Be Kind to Yourself When Setting Goals
Be nice, and be realistic.
It’s really easy to throw yourself in the January avalanche of posts where writers tell readers about all of their lofty goals for the coming year.
There’s nothing wrong with having a lot of goals.
If anything, it’s great to have short term and long term goals for a lot of things like a career, trying to be healthier, and reaching a certain income through your work.
But the thing is, setting goals isn’t supposed to be easy, and it isn’t supposed to be this crazy punishment either.
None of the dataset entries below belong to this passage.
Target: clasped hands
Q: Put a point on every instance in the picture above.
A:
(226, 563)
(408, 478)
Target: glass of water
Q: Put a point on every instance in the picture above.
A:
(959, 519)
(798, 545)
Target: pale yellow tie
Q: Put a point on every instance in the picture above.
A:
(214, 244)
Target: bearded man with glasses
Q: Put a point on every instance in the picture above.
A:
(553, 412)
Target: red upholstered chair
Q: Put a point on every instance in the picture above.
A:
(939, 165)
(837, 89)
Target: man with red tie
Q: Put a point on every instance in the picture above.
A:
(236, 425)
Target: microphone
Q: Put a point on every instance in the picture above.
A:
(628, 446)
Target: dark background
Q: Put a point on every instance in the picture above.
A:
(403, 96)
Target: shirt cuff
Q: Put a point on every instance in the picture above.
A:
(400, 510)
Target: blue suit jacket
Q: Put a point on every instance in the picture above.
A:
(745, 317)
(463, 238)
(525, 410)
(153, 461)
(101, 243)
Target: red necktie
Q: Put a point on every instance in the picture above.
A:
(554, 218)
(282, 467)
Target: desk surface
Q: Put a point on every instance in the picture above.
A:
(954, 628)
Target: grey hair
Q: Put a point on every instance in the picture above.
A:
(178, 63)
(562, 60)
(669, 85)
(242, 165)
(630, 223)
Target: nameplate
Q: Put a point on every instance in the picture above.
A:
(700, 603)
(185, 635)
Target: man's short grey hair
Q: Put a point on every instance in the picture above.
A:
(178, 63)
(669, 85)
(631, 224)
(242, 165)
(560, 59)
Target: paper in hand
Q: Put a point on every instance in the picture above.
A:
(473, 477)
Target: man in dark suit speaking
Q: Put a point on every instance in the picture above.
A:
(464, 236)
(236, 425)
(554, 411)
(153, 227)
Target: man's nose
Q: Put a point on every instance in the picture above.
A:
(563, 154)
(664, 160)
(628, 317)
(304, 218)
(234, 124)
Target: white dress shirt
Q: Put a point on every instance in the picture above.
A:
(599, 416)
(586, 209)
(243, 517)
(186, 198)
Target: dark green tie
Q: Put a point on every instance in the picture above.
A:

I used to fill lists and lists and lists and lists of goals that were crazy and that I told myself had to be completed by the end of the year. Some of them were impossible to complete for over a year. And the rest were too many to even focus on at once. I would drown in disappointment before March and give up on every single thing on that list.
And that’s not way to start a year, especially since I’m a freelancer and my discipline and motivation help me get as many bylines as I can. And if I don’t do that, I don’t get paid. And if I don’t get paid, I don’t move out of my parents’ house like I had initially promised myself at the end of 2017.
So this year, I’m going to be nice to myself. I’m going to take into account that I was sick for a lot of 2017 and that despite that, I was still published in several publications that I admired. I still managed to snag a freelance audio production job, and I was still offered a paid internship at WNYC.
So this year, I’ll be more realistic.
I won’t brow beat myself if I get sick or if I can’t meet all my deadlines. I’ll make sure to plan ahead and make time to rest and take care of myself. And I’ll do my best to get close to goals that I know I can’t achieve right away. And I won’t kill myself over not knowing all the latest software or if I forget some basic coding that I learned during graduate school.
And even if any obstacle comes up, that doesn’t mean I should stop pitching ideas to editors, or YouTube-ing videos about audio software, or applying for positions that look interesting. If anything goes wrong, I can just look at it as a potential lesson. And then I can write a post here on Medium once I reflect on how that situation could have turned out differently.
So in 2018. I’m going to be realistic.
There’s nothing wrong with messing up or slowing down because I’m sick. What matters is that in between being sick, I can get up and do my best. I can write online posts, and find freelance positions that I can do from home during difficult weeks.
It’s not going to be easy, but I know I can make more progress this year.
And if 2017 was tough, try and make 2018 work for you. Don’t beat yourself up too much over things you can’t control. But don’t let that stop you from trying. But most of all, don’t stop creating.
Even if all you can do is finish one project on your own…that’s still something that you took the time to make. You’re on the right path. So keep going.